This is not the same as storing paragraph tags in the structure.


Ok, this is a more fundamental issue.

In my book, zz is about what you gain when you make everybody agree on a single structure that allows for rich interconnections. You get consistency, and the property that absolutely everything can be connected to everything else, and human explorability of all data.

- If you understand zzstructure, you understand the way *all* programs store their data. You can go in and look at it and modify it. - If you have a zzstructure implementation, you can edit all zzstructures. If you don't have the fancy views and bindings that are usually used for it, it's not as convenient, but still possible.

Now, your argument is, "we can view everything in zzstructure, even if it's not stored in the zzstructure itself, through spaceparts." However, something that can only be viewed through a spacepart is *not* a first-class member of the zzstructure. You don't see the actual data used. You can only manipulate the data according to the interfaces provided to you by the application programmer. You cannot see or edit the data at all if you don't have the right spacepart. You cannot use the primitives of zzstructure (such as clones and cursors) when editing the spacepart structure (if not expressly allowed by the spacepart developers). "Everything can be viewed as zzstructure" is much less strong than "everything is in zzstructure."

So: My take is that "you can show everything in zzstructure" is not a valid argument against "the data should be in zzstructure."

Hm. Seriously, I don't think that "don't put data into zzstructure, it's bad" is a sane philosophy for this project. We *have* also gotten into trouble over not putting enough into zzstructure (e.g. cell existance).

I know. This is why we need to consider the alternatives carefully.
Some ZZ structures which are interpreted by a program seem to be surprisingly
fragile, and sometimes difficult to change with the general utilities.


What exactly are you refering to? And why difficult to change?

Putting each character in its own cell (the vstreamdim approach) was a big mistake because the optimizations intended to make it work never worked correctly. But that doesn't seem to be what you're refering to. What is it?

I've been lately thinking a lot about this and whether we should, instead
of using structure as data, emphasize the point of using the structure
directly by humans. Because there things aren't as fragile.
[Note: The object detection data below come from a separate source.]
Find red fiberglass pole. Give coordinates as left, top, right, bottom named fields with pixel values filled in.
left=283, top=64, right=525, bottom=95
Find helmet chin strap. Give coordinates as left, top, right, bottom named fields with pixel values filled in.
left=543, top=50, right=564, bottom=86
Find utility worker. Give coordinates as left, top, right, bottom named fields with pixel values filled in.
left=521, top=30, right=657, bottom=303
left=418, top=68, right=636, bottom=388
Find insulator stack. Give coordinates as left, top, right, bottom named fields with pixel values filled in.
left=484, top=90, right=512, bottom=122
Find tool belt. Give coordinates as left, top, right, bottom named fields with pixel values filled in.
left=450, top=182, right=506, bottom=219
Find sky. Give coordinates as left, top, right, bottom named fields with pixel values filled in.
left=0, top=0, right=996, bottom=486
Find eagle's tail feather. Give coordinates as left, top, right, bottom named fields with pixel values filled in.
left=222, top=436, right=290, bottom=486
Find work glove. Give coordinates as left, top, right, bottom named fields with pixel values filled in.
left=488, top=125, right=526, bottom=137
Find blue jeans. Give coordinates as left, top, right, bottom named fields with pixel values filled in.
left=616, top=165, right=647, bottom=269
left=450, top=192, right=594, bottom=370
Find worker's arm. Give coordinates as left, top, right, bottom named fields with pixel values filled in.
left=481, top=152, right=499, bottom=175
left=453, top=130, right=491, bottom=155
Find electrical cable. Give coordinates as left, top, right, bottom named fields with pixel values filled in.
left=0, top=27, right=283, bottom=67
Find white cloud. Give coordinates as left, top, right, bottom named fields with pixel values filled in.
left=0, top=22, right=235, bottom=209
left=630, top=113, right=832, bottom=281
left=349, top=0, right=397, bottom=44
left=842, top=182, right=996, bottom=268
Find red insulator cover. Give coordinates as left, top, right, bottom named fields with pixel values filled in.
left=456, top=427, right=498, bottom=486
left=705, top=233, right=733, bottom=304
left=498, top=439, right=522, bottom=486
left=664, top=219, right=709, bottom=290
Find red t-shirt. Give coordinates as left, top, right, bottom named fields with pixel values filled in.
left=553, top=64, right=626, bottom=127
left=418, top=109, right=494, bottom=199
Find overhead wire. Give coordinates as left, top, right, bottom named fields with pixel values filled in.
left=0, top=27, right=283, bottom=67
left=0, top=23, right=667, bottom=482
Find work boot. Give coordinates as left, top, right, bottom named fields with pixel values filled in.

Certainly the project hasn't been emphasizing the point of using structure directly enough-- there's been this bias that 'applitude' means 'views and bindings that hide the structure.' But turning 180? and saying that structure interpreted by programs is bad or not important is just as wrong. The idea of zzstructure is that all activities around the computer take place in the same structure, allowing interconnections and overlap between *everything*, human-interpreted or program-interpreted. Additionally, applying some scrunity in human-interpreted structures allows writing programs (views and bindings) that interpret that structure and do something useful with it that's not so easily done manually-- for example, sorting according to some criteria etc.